On His Tour Through New Zealand. — Town and Country, Mountain, Lake and Geyserland

On His Tour Through New Zealand.
Town and Country, Mountain, Lake and Geyserland.

The stranger's lasting impressions of a country are influenced greatly by the manner of his entry into it. Probably the pleasantest way of approaching the front door in New Zealand is the leisurely entrance to Auckland, through the island-strewn waters of the Hauraki Gulf. There is nothing abrupt or stern about that ship highway to the Dominion's largest city-Coming from Australia round the North Cape, the stranger is gradually prepared for his arrival by the sight of island after island, dark and mountainous or gentle and softly green; hills and capes, and quiet seas well guarded by the Barrier Islands and promontories; and at last a wide sweep around a verdurous dome of headland, and there the city lies spread out for miles along its easy slopes and fronting an often glassy harbour.

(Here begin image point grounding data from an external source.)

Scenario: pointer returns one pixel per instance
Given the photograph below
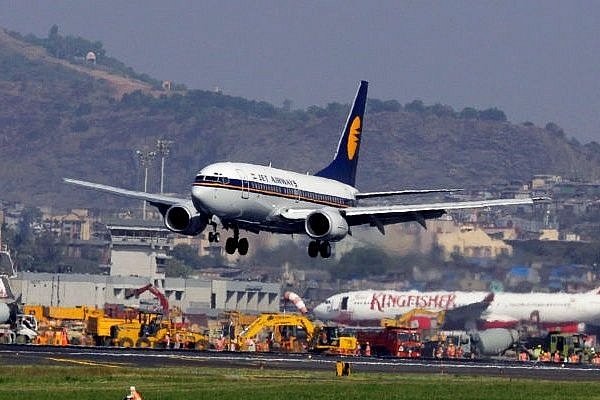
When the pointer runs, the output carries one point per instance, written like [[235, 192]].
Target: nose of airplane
[[320, 311]]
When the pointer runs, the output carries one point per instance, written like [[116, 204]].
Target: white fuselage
[[505, 308], [370, 305], [256, 194]]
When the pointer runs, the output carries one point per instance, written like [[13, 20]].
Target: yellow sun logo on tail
[[354, 137]]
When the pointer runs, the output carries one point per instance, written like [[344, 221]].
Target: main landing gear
[[317, 247], [214, 237], [231, 244], [235, 243]]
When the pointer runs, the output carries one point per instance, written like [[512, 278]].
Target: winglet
[[343, 166]]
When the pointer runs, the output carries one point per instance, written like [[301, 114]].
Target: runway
[[115, 358]]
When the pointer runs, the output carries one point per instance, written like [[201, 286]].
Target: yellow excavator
[[293, 333]]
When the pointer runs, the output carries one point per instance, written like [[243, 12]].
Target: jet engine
[[326, 224], [181, 219]]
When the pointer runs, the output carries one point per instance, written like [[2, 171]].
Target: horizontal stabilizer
[[367, 195]]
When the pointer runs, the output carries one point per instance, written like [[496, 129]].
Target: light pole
[[163, 149], [145, 158]]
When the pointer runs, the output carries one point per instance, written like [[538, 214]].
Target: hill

But His Royal Highness the Duke of Gloucester, when he enters the Dominion on the morning of December 15 will have a bolder landscape to shape his first impression of these islands. No gentle, symmetrical hills like green buttons here; but rough-edged ranges that ring Port Nicholson about as if set there to ward off the gales of the Pacific and the Tasman Sea, No outer gulf of soft blue to lead one into the inner shrine. It is a quick dramatic transition from tumbling windy Cook Strait, between rocky gateposts, into the sea-lake on which Wellington City has built itself. The contrast is sharp to the navigator or the passenger, from the tossing sea that parts the two islands through a splendid straightforward channel into a perfect haven that widens out on each hand.

Travellers who have reached Wellington by sea have been charmed with that quick change of scene, and with the Italian-lake-like character of the harbour and the protective irregular ramparts of blue ranges.